Over the years, I have enjoyed her wonderful books, her timeless wisdom and her gentle and loving approach to life.
Perhaps the most attractive thing about Pema is her insight into the human condition of suffering and the universality of love and compassion.
While it is impossible to distill Pema’s wisdom into one post, I am outlining some of her lessons, guidelines and wisdom.
1. The Preciousness of Every Moment
There is a story of a woman running away from tigers. She runs and runs and the tigers are getting closer and closer. When she comes to the edge of a cliff, she sees some vines there, so she climbs down and holds on to the vines. Looking down, she sees that there are tigers below her as well. She then notices that a mouse is gnawing away at the vine to which she is clinging. She also sees a beautiful little bunch of strawberries close to her, growing out of a clump of grass. She looks up and she looks down. She looks at the mouse. Then she just takes a strawberry, puts it in her mouth, and enjoys it thoroughly. Tigers above, tigers below. This is actually the predicament that we are always in, in terms of our birth and death. Each moment is just what it is. It might be the only moment of our life; it might be the only strawberry we’ll ever eat. We could get depressed about it, or we could finally appreciate it and delight in the preciousness of every single moment of our life.― Pema Chödrön, The Wisdom of No Escape: How to Love Yourself and Your World
I love the story of the tigers and the strawberries and how it highlights that we tend to focus on the tigers of our lives a lot of the time, instead of savoring the strawberries.

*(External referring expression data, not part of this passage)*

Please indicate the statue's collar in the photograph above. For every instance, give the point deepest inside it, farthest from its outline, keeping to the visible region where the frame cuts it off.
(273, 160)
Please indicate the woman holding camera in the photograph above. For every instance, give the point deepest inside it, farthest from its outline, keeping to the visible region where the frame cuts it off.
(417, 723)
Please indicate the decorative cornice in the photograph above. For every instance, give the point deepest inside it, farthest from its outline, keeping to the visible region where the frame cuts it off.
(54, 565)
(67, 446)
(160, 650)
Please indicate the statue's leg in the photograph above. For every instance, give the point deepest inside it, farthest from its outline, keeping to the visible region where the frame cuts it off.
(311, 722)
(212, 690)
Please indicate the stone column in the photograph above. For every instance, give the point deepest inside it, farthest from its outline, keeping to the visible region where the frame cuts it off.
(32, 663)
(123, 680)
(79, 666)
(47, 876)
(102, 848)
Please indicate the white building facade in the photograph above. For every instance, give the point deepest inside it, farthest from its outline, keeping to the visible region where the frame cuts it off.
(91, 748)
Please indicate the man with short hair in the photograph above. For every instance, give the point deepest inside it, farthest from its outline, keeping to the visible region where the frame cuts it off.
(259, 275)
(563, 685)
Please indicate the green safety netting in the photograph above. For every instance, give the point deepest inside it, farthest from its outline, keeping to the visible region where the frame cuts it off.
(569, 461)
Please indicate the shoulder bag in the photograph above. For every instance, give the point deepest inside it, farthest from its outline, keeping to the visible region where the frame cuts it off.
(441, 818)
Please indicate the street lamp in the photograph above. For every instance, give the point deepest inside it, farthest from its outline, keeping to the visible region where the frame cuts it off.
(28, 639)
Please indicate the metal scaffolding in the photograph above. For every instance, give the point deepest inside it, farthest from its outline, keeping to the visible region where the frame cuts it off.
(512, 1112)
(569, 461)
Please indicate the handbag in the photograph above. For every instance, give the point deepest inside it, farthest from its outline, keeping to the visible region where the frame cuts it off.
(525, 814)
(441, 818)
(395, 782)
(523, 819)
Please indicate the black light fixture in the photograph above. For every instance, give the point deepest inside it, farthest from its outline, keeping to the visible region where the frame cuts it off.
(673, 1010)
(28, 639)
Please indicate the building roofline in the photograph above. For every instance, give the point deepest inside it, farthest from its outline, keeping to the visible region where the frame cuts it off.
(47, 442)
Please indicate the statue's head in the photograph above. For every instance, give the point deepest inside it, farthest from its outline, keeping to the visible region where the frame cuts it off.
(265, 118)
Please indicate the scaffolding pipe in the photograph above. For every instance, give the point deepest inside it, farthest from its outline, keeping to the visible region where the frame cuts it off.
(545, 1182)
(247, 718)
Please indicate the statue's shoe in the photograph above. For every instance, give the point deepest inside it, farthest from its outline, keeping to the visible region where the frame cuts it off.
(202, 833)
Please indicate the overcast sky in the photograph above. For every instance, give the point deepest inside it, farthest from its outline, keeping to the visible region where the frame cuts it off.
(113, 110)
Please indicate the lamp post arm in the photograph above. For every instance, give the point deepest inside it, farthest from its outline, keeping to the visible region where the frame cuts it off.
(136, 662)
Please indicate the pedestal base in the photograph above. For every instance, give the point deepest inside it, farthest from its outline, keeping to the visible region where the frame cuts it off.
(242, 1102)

We tend to focus on the tigers of our lives instead of savoring the strawberries.
Take a deep breath and take in the deliciousness of life.
Instead of hoping for the future and thinking about the past, look for the delight in the here and the now.
Move slowly and gently, taking it all in. Allow radical kindness and compassion for you and other sentient beings.
Reduce distractions and multitasking… focus on the task at hand and direct your attention to it.
The truth, as Pema so eloquently puts it, is that every moment of the present is a gift or a ‘present’ and we can choose to appreciate it and savor the preciousness of it.
When you redirect your perspective and focus to that simple but undeniable truth, the stories of lack, limitation and tigers might just fall apart."